= Matthias Wilhelm Sinding =

Norwegian mining engineer and factory founder (1811–1860)

Matthias Wilhelm Sinding (18 July 1811 – 11 February 1860) was a Norwegian mining engineer and factory founder.

He was born in Fredrikstad as a son of Ulrik Rosing Sinding and Mette Marie Bang. He was a distant relative of Hans Rosing (1625–1699).

In May 1841 in Kongsberg he married Cecilie Marie Mejdell (1817–1886), a sister of Nicolai and Thorvald Mejdell and an aunt of Glør Thorvald Mejdell. They had three notable children; Christian, Otto and Stephan Sinding. Christian was a composer, Otto a painter and Stephan a sculptor. Through Otto he was the paternal grandfather of painter Sigmund Sinding, and through his own brother and sister he was an uncle of Alfred Sinding-Larsen and the three siblings Ernst Anton Henrik Sinding, Elisabeth Sinding and Gustav Adolf Sinding.

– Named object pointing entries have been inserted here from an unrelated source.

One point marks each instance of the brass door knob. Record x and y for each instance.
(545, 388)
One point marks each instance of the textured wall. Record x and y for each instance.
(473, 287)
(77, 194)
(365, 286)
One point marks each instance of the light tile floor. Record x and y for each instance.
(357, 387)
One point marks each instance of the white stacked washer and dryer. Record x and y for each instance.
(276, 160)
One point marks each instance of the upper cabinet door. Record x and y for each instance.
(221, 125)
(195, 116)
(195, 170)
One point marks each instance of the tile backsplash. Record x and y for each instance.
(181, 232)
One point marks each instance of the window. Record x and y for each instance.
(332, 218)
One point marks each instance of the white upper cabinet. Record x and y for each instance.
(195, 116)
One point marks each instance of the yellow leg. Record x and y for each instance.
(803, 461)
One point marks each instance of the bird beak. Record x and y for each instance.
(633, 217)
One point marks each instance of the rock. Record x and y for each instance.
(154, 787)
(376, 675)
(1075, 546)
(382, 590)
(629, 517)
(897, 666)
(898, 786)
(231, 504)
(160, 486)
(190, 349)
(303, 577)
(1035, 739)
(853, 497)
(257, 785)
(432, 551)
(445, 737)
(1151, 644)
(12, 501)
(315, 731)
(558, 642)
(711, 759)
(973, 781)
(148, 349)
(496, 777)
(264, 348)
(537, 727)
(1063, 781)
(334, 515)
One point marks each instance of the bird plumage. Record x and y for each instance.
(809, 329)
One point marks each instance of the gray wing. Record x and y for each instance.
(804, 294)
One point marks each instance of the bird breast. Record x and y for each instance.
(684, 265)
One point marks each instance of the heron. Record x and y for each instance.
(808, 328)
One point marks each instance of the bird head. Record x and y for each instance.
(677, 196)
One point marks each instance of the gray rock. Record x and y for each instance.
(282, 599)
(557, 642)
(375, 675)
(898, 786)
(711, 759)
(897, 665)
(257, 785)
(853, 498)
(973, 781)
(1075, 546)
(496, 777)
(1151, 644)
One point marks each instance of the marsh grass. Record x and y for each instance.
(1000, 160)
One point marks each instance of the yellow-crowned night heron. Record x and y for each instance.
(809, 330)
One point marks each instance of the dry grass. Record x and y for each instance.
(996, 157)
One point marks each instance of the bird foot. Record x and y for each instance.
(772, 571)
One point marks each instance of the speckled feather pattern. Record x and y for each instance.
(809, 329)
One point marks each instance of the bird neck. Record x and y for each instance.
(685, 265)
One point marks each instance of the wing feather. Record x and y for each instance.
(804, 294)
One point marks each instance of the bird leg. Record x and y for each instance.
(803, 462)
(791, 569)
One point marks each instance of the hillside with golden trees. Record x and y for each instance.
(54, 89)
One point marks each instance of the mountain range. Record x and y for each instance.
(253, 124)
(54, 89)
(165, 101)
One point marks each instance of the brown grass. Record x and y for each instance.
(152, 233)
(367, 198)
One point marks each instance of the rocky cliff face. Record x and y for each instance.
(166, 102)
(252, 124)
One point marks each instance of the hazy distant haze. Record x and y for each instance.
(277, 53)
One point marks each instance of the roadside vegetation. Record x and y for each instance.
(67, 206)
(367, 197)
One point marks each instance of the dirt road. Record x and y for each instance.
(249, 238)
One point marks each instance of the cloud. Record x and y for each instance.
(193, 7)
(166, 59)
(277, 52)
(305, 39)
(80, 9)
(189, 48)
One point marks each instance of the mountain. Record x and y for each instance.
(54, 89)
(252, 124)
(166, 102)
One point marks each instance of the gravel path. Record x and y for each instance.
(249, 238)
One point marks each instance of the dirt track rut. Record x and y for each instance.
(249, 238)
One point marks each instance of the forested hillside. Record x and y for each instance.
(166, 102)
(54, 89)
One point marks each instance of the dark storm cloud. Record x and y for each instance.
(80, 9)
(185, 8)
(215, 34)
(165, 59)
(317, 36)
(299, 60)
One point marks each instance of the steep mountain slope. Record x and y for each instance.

He finished his secondary education as a private candidate in 1831, then graduated in mining from the Royal Frederick University in 1835. He worked for the Royal Norwegian Mint in Kongsberg from 1836 to 1841. He remained at Kongsberg until 1844, when he assumed a position as mine superintendent in Central and Northern Norway. He contributed to the change in sulfuric acid factories, from the use of sulfur to the use of pyrite as a raw material. He founded his own sulfuric acid factory Lysaker Kemiske Fabrik in 1859, but died in February 1860 in Lillehammer.